Books_&_Culture
Books & Culture
Defunct American Christian book review journal
Books & Culture: A Christian Review (B&C) was a bimonthly book review journal published by Christianity Today International from 1995 to 2016.[1] The journal was launched a year after the publication of The Scandal of the Evangelical Mind by Mark A. Noll, and it sought to address that scandal by providing a vehicle for Christian intellectual engagement with ideas and culture, modeled on the New York Review of Books.[2] It was launched and subsidized through its early years with the help of grants from the Pew Charitable Trusts.[3] John Wilson edited the publication and Noll and Philip Yancey served as cochairs of the editorial board.[4]
While the publisher and the majority of Books & Culture's writers were evangelical, the magazine was not limited to evangelical perspectives. "Roman Catholics, Anglicans, Eastern Orthodox Christians, Jews, and a few nonbelievers" could be found among the publication's contributors, according to the New York Times.[2] In 2000, Alan Wolfe observed in The Atlantic that "In addition to evangelicals, figures as diverse as the economist Glenn C. Loury; the historian Eugene Genovese; Richard Bernstein, of New School University; and the novelist Larry Woiwode have written for the magazine, which has featured interviews with Stanley Crouch, Adam Michnik, and Francis Fukuyama."[5]
Books & Culture was considered "the leading journal of evangelical Protestant engagement with the scholarly disciplines and the arts"[6] and enjoyed a loyal following among both self-styled evangelical intellectuals and the wider publishing industry,[7][8] but it was never financially self-sustaining.[9][3] In 2013 it narrowly avoided closure through a Twitter-driven fundraising push that secured sufficient donations and pledges to keep the magazine afloat into the following year and beyond.[10] Wilson speculated in an interview after the closure was announced that it might have been easier to attract donors if the magazine had functioned as "sort of a culture war vehicle," but that had never been the vision of the publication.[3]

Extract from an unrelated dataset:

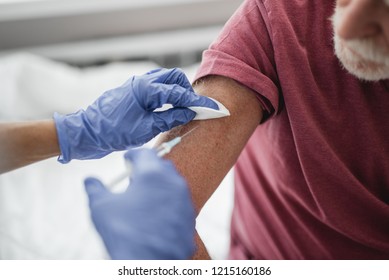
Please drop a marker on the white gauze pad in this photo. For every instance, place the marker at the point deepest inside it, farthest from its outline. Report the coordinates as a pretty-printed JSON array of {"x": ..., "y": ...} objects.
[{"x": 202, "y": 113}]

In the Books & Culture podcast, Wilson regularly highlighted other periodicals that he believed would appeal to readers of Books & Culture, including The Other Journal, The Englewood Review of Books, and Image.[11] Commentators discussing the demise of Books & Culture identified these and other publications that might be considered successors to the journal, such as Mars Hill Audio Journal, Touchstone, and Sojourners.[9][12] In December 2016, it was announced that Wilson would be editing a new publication starting in spring 2017 called Education & Culture;[13] that online-only review ceased publication in October 2017.[14]